From data source to data presentation tell me about the current situation,
Data Source:
1. mysql
2. log files
Present:
1. csv file export or send mail
2. Provide the interface data to the Web rendering icon
Some of the technical points that are currently involved are:
Read data from the log file is mainly Shell + awk, from MySQL is mainly PHP read data storage to a file, then through the PHP or shell to do some arithmetic or statistical processing, the corresponding data warehousing or send mail to the demand side.
The current project has accumulated a lot of scripts, and some temporary solutions (scattered scripts), and as the data grows, this part of MySQL is becoming more and more inefficient, and complex scripts have become increasingly difficult to maintain. Some of these scripts are required to run manually once, and many are timed to run, and if it continues, it is almost uncontrolled.
Find a solution from data entry to data presentation, or share it with experienced students.
Log files are stored in a portion of Hadoop and are not currently written in MapReduce directly to deal with this part.
->3q
Reply content:
From data source to data presentation tell me about the current situation,
Data Source:
1. mysql
2. log files
Present:
1. csv file export or send mail
2. Provide the interface data to the Web rendering icon
Some of the technical points that are currently involved are:
Read data from the log file is mainly Shell + awk, from MySQL is mainly PHP read data storage to a file, then through the PHP or shell to do some arithmetic or statistical processing, the corresponding data warehousing or send mail to the demand side.
The current project has accumulated a lot of scripts, and some temporary solutions (scattered scripts), and as the data grows, this part of MySQL is becoming more and more inefficient, and complex scripts have become increasingly difficult to maintain. Some of these scripts are required to run manually once, and many are timed to run, and if it continues, it is almost uncontrolled.
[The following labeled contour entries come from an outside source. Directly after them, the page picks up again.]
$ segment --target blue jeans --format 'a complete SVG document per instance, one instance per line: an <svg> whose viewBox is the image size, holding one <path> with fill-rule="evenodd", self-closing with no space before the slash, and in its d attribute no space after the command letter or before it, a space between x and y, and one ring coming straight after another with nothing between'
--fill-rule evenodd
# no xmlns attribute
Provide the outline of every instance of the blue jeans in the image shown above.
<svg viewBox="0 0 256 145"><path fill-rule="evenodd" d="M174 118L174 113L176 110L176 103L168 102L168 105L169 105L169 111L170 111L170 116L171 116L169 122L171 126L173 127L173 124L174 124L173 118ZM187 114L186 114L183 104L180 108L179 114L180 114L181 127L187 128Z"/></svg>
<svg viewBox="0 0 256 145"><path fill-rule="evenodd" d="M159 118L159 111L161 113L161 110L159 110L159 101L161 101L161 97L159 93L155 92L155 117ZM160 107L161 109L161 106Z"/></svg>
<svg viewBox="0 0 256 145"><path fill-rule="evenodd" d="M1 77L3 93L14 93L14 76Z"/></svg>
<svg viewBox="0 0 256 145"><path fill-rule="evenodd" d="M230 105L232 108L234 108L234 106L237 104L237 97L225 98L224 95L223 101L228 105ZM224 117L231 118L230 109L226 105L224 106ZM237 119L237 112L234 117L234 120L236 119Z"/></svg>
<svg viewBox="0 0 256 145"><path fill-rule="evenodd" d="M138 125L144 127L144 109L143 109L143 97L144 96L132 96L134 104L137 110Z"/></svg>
Find a solution from data entry to data presentation, or share it with experienced students.
Log files are stored in a portion of Hadoop and are not currently written in MapReduce directly to deal with this part.
->3q
0, the program depends on your goals and team strength. The complexity of the self-built scheme is proportional to your expectations and proportional to the amount of data.
1, you can study Splunk or Logstash + ES + Kibana These two scenarios, I believe there will be surprises.
2, if you want to go deeper, you can learn about Siem.
3, Dirty and quick is an option; Flexable is another option.
Source data Collation Good format, set the schema, with the hive statistics, with Oozie timed run operations, the results are placed in a good place, with the Web rendering.
It's basically a routine.
Only one answer can be adopted.
In fact, this is a discussion of the topic, I hope that more people to participate in it.